存在のマジック
道に車が停まっている。屋根に赤色灯のようなものを付けている。その奥から人が出てきて、スマートフォンで写真を撮り始めた。すれ違いざま、野次馬根性で覗き込むと、車の陰になって見えていなかったが、車が停まっている。しかしそれは、ただの車ではない。そこの家屋の前に植えられている木に突っ込んだ車だ。木が、迷惑そうに傾いていた。この件にかかわっていると思われる3~4人が、話したり電話をしたり、そこに立っている。
帰り道に、もう一度前を通る。そこに停まっているのは、第三の車だ。おそらく、その家の自家用車だ。ぶつけられたようで、ホイールは外れ、傷のようなものがある。やはり、木も少し傾いている。近づいて、僕が一番驚いたのは、道に沿って並んでいたであろうフェンスが、どこにでもある金網が、くちゃくちゃになって木の根元に寄せられていたことだ。

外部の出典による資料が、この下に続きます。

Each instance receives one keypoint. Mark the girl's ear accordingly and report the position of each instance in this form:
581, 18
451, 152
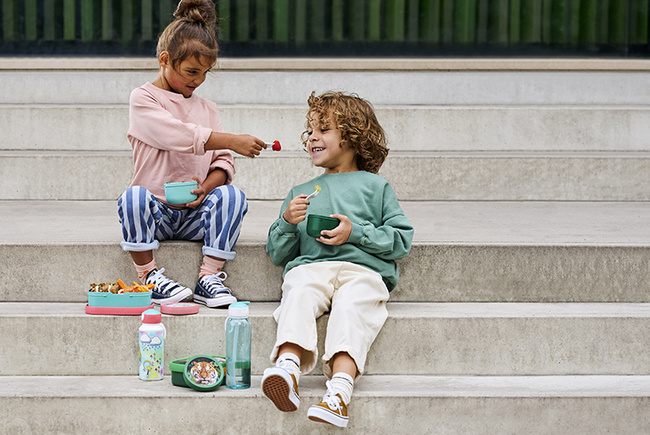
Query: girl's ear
163, 59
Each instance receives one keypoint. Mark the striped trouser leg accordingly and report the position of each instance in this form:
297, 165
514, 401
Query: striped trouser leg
143, 220
218, 221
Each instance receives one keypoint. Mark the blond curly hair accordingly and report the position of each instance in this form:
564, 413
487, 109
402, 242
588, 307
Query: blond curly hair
355, 119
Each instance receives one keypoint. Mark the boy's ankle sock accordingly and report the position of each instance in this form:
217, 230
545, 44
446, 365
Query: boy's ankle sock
144, 269
344, 385
290, 362
210, 266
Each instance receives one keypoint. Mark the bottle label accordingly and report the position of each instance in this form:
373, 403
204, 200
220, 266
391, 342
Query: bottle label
151, 356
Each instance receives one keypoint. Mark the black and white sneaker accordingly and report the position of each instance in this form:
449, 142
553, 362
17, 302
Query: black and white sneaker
210, 291
166, 290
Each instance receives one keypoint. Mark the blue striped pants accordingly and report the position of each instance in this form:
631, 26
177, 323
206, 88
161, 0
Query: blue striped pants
217, 221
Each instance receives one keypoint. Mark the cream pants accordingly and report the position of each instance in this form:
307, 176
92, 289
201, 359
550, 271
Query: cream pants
356, 299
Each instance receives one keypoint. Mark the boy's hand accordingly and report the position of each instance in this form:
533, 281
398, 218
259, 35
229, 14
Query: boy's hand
338, 235
247, 145
296, 211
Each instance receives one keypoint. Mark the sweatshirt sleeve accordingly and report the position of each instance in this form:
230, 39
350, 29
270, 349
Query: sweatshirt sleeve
283, 241
392, 239
157, 127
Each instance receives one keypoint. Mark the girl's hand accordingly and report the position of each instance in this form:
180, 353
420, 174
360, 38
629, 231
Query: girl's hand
247, 145
296, 211
200, 191
338, 235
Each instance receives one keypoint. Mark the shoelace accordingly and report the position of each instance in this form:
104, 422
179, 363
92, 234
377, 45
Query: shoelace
158, 277
217, 278
331, 399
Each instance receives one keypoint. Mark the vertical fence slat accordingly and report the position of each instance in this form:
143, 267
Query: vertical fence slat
167, 8
447, 22
430, 21
514, 28
31, 20
395, 11
87, 12
357, 20
374, 20
300, 25
69, 20
49, 21
412, 20
107, 20
242, 20
146, 20
225, 18
127, 31
281, 20
261, 20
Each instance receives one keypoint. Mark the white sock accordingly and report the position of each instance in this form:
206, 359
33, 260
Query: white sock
290, 362
343, 384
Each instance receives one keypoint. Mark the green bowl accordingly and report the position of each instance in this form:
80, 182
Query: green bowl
179, 193
177, 368
317, 223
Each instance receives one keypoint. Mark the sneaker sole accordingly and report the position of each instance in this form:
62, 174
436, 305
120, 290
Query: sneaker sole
184, 295
223, 301
275, 387
321, 415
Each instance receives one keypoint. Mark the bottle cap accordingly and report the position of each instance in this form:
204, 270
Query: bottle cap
151, 316
238, 309
203, 373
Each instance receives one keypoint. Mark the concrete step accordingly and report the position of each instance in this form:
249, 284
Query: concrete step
398, 404
408, 128
435, 339
381, 81
432, 176
462, 251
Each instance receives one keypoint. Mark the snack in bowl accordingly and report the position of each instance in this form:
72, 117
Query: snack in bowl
180, 193
317, 223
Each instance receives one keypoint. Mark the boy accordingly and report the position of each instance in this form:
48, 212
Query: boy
349, 270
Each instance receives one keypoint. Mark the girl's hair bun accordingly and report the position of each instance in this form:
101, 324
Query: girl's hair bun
199, 11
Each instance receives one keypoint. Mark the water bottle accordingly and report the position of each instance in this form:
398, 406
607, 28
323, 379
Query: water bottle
152, 336
238, 346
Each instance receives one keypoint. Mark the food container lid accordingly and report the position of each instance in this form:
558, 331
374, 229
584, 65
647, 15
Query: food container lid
238, 309
203, 373
181, 184
151, 316
179, 308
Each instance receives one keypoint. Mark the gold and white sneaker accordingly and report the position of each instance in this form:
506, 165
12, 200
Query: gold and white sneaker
330, 410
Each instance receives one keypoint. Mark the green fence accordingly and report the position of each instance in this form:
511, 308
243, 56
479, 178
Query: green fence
337, 27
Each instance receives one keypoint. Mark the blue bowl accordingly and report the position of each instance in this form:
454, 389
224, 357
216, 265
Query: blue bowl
179, 193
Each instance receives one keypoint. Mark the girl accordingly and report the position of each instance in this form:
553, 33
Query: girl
177, 136
349, 270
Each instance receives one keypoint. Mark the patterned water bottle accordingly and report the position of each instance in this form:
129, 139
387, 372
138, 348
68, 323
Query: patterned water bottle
238, 346
152, 336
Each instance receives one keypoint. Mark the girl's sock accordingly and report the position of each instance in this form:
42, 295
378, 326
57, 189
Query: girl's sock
210, 266
343, 384
290, 362
144, 269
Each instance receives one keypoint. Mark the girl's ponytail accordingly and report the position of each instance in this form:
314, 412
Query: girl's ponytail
198, 11
192, 33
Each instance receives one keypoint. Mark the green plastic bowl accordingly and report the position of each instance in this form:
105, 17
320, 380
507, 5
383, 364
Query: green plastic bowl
317, 223
177, 368
179, 193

その家に住む人も、通りがかる人も、たまたまそこにはいなかった。本当に偶然。誰かがそこに立っていたら、歩いていたら、その体は、このフェンスのようになっていたのかもしれない。頻発する事故と、それを伝えるニュースを見て、不条理と悲しみを覚えていた僕が、初めてはっきりと、恐ろしさまで理解した瞬間だった。

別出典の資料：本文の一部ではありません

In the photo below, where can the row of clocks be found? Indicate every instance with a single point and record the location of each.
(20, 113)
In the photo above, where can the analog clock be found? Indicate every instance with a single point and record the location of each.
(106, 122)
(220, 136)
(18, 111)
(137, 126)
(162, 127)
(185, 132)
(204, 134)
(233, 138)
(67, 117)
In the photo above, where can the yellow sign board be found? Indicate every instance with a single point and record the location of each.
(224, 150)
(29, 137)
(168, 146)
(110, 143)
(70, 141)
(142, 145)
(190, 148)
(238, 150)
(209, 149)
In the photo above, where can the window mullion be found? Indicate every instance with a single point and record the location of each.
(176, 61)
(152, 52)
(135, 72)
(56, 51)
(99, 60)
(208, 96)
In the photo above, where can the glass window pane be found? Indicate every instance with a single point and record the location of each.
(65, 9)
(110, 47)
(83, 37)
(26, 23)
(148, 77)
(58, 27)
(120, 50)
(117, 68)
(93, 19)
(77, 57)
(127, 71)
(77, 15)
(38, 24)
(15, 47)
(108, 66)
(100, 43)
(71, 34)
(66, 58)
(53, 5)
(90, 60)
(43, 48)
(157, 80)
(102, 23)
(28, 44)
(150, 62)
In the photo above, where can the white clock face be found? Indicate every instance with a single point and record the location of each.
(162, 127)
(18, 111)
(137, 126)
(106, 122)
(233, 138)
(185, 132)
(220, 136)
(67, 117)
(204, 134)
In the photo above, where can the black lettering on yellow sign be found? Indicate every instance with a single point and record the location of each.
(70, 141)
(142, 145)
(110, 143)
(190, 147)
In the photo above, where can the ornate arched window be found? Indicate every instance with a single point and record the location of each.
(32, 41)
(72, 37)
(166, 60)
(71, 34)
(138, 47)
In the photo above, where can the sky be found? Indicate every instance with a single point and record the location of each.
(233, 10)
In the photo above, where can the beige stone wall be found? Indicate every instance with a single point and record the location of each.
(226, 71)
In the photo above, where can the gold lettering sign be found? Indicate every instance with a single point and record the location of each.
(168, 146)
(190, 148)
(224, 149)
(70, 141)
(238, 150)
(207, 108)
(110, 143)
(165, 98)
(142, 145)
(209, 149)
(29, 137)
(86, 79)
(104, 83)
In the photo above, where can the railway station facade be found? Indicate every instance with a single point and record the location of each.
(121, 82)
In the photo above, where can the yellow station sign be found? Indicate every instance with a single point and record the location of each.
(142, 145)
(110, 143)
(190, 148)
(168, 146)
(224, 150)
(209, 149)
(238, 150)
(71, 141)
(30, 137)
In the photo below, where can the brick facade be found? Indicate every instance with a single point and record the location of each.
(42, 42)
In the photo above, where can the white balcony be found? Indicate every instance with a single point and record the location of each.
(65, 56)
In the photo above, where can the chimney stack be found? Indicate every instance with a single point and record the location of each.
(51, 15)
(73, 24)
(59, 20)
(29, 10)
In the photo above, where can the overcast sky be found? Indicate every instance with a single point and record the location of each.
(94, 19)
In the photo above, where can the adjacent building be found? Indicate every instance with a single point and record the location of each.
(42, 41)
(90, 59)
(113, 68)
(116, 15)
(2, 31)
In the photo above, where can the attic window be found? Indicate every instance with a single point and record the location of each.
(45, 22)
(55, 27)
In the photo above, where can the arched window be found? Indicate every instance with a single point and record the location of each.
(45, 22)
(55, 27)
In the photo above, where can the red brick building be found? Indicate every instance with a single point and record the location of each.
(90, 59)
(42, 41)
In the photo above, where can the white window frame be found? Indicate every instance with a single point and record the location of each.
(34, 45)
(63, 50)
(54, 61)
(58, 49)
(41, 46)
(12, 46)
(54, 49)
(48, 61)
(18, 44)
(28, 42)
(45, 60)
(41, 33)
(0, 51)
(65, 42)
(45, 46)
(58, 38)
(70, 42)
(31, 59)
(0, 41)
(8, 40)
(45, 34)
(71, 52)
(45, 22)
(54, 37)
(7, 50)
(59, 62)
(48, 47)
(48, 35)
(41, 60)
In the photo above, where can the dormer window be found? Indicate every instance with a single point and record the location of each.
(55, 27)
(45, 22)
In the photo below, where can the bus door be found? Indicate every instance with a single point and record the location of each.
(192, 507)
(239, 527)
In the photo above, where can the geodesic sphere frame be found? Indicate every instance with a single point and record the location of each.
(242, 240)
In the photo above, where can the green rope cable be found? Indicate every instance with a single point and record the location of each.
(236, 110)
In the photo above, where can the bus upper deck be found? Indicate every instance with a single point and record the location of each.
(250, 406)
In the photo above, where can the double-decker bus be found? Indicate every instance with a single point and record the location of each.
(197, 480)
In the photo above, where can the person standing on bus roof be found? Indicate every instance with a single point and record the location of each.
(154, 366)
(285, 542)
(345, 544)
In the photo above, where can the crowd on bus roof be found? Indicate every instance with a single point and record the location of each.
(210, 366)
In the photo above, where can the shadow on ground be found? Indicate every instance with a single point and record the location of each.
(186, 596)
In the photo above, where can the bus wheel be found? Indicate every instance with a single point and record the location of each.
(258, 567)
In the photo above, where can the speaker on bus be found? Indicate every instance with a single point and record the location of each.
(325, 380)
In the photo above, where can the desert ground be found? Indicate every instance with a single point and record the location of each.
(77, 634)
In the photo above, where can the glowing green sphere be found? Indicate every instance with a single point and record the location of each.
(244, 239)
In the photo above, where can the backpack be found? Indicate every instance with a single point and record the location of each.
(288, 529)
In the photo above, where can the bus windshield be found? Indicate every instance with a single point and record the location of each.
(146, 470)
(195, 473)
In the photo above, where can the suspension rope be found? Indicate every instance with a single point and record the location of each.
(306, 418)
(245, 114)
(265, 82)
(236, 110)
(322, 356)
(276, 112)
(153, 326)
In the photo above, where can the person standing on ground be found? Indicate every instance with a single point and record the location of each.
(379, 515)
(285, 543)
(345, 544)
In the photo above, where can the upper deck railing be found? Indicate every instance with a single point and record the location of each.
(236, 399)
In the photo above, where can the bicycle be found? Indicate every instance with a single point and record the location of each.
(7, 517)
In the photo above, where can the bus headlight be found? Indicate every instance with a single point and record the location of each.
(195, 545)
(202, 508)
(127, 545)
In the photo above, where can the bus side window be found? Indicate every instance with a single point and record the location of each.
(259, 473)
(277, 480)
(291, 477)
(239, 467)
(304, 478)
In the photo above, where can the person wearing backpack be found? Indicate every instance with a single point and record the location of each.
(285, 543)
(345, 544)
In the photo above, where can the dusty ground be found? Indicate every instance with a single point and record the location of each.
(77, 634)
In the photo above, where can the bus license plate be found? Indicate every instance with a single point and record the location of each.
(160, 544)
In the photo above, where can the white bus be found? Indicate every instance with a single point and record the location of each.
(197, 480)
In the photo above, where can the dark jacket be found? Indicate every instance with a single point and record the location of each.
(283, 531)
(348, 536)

車に轢かれかけたり、轢かれた人を助けたり、轢かれたフェンスを見たりして事故づいている僕の生活は、それでも淡々と続いて、以前カラオケに誘われていたのだが、その日は朝からローソン巡りで疲れていたから断った友だちと、そのリベンジに学生時代はよく使っていたお店に行ったら、店構えもメニューも、なんならスタッフも変わらないまま、経営母体や店名が変わっていた。

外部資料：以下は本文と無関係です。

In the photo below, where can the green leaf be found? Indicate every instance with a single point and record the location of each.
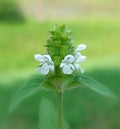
(29, 88)
(96, 86)
(48, 116)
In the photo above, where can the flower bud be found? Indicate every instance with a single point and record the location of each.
(59, 43)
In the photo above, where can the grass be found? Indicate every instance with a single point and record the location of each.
(87, 110)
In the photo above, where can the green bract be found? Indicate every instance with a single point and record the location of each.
(59, 70)
(59, 43)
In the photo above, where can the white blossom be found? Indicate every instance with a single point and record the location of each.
(46, 63)
(71, 63)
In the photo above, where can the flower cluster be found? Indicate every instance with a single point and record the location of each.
(68, 64)
(61, 53)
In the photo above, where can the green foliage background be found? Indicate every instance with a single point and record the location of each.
(82, 108)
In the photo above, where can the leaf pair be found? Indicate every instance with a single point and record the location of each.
(36, 83)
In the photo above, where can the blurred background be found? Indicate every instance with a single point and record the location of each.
(24, 26)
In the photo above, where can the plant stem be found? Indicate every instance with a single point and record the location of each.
(59, 102)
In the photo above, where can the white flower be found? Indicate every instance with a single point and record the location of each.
(71, 63)
(67, 64)
(46, 63)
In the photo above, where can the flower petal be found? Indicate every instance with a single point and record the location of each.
(44, 69)
(38, 57)
(77, 66)
(82, 70)
(67, 69)
(52, 67)
(69, 58)
(62, 64)
(81, 58)
(47, 58)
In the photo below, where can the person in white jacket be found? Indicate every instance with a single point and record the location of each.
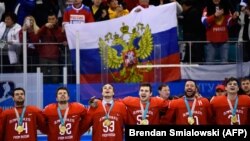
(9, 37)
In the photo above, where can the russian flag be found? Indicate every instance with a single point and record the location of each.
(113, 49)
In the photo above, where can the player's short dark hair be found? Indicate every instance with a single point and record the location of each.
(62, 88)
(16, 89)
(146, 85)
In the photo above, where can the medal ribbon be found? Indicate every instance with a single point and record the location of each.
(144, 111)
(20, 119)
(233, 109)
(190, 111)
(107, 113)
(62, 120)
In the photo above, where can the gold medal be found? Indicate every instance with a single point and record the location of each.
(234, 119)
(191, 120)
(62, 129)
(19, 129)
(107, 122)
(144, 122)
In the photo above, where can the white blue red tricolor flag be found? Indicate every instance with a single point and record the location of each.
(119, 45)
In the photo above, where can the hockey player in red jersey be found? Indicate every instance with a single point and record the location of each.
(189, 109)
(232, 108)
(107, 117)
(145, 109)
(21, 122)
(63, 118)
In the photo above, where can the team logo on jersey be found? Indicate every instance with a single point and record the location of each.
(6, 88)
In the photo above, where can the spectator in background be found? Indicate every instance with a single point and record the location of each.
(32, 29)
(43, 8)
(245, 85)
(77, 13)
(24, 8)
(220, 90)
(130, 4)
(9, 35)
(244, 33)
(115, 10)
(232, 108)
(217, 19)
(99, 11)
(164, 92)
(50, 33)
(22, 121)
(193, 30)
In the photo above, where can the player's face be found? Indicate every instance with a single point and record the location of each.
(190, 89)
(52, 19)
(164, 92)
(245, 86)
(108, 91)
(77, 1)
(232, 87)
(62, 96)
(144, 93)
(19, 97)
(216, 2)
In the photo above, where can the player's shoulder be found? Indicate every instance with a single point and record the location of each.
(130, 100)
(33, 108)
(49, 107)
(77, 105)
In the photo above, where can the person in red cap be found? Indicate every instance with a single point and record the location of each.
(220, 90)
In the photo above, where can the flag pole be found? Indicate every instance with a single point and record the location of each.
(77, 67)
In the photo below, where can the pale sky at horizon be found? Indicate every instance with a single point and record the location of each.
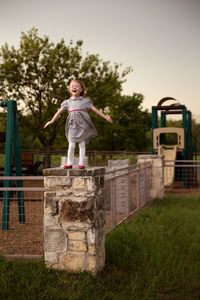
(159, 39)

歌うという行為を共有しにくくなっている今、僕が、有名なバンドや歌手のマイナーな曲を歌って、誰の歌か当てさせるという『音楽ガハハ』にかなりインスパイアされたゲームを仕掛けて、そのことで一頻り盛り上がった。楽しくて3時間、そこまでやりこんだことで、このゲームには大きなジレンマがあることに気が付いた。
有名な歌手が好きだというミーハーな人は、音楽を深掘りしないので、その歌手のマイナーな曲を知らず、ある歌手のマイナーな曲まで聞いてしまうようなマニア気質な人は、有名な歌手が好きじゃないし聞かない。
ただし、非常に面白いゲームであることは間違いないので、一回やってみるのは良いだろう。しかし、一回やってしまえば、多くの人が、歌手のストック切れに陥ってしまうことだろう。
そんなこととは別に、ただただ、初期のレミオロメンが好きという話題でも盛り上がった。知る人ぞ知る曲しか入っていない2003メドレーを歌って、やっぱりかっこいいなって感じ入る。「雨上がり」「電話」「日めくりカレンダー」「タクシードライバー」……音楽配信サイトに無いのが悲しい。人類の損失。